紀伊・亀山城 湯川氏の本拠地である御坊の詰城 (original) (raw)

紀伊・亀山城(かめやま-じょう)は、標高118mの亀山に築かれた山城で比高は110m、和歌山県御坊市湯川町にあります。
別名は湯川城、丸山城とも言います。

最初の築城時期は不明ですが、麓にある湯川氏館を本拠とした湯川氏が、詰めの城として築いたものと考えられます。
紀伊・亀山城が築かれたのは南北朝時代ともされ、その場合、湯川光春が築いたとも伝わります。
主郭部の周囲を巡る大規模な土塁があるそうですが、恐らく戦国時代に入ってからの改修でしょう。
ただし、詰めの山城として規模も大きいので、戦国末期には本城格として使われたかも知れません。
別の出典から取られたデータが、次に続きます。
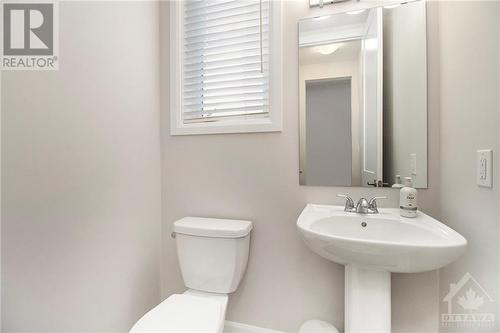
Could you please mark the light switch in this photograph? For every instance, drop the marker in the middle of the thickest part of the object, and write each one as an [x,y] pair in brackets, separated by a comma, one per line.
[413,164]
[484,168]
湯川氏11代・湯川直光は1549年に、平時の屋敷として、山城の麓に紀伊・小松原館を新たに築いたとされます。
戦国時代には生きるか死ぬかの争いが頻発しますが、わざわざ平城を築いたのは「紀伊・亀山城は寒風の季節は住みにくい」との理由があったと史料にあります。
紀州ですので、暖かいのではと言うイメージですし、北陸や東北の武将からは怒られそうですが・・。

紀伊・亀山城

1585年、豊臣秀吉の紀州征伐の際に、仙石秀久中村一氏らが、紀伊・亀山城へ迫ります。
このとき、12代・湯川直春は小松原館を焼いて、山中に籠ってゲリラ戦を展開しました。
湯川衆である山本康忠の龍松山城に入って3ヶ月間籠城したともあります。
神出鬼没のゲリラ戦に悩まされた豊臣勢は、和睦して湯川氏の所領を安堵しました。

紀伊・亀山城

こうして、紀伊国羽柴秀長に与えられ、近くの紀伊・入山城には青木一矩が入りました。
そして、羽柴秀長の大和・郡山城を訪問して挨拶しようとした湯川直春は暗殺されて、湯川氏は滅亡しています。
紀伊・亀山城の本丸跡には、城址碑と湯川氏供養塔があるそうですが、全盛期は全山に曲輪が築かれた大規模な山城だった模様です。

登城口は三明寺からとなります。
道路がありますが、関係者以外の車両は進入禁止となっていますので、徒歩で登る形になります。
亀山城址一帯はミカン畑になっていますが、ハイキングコースでもあり、津波の避難場所にも指定されていることから、整備はされています。

本丸からの展望は素晴らしく、南の平野部には小松原館、西には紀伊・入山城、東には玉置氏の紀伊・手取城が見えると言います。

交通アクセス・行き方ですが、JR紀勢本線の御坊駅から登城口まで徒歩約15分となります。
このあとは、小松原居館跡に行きました。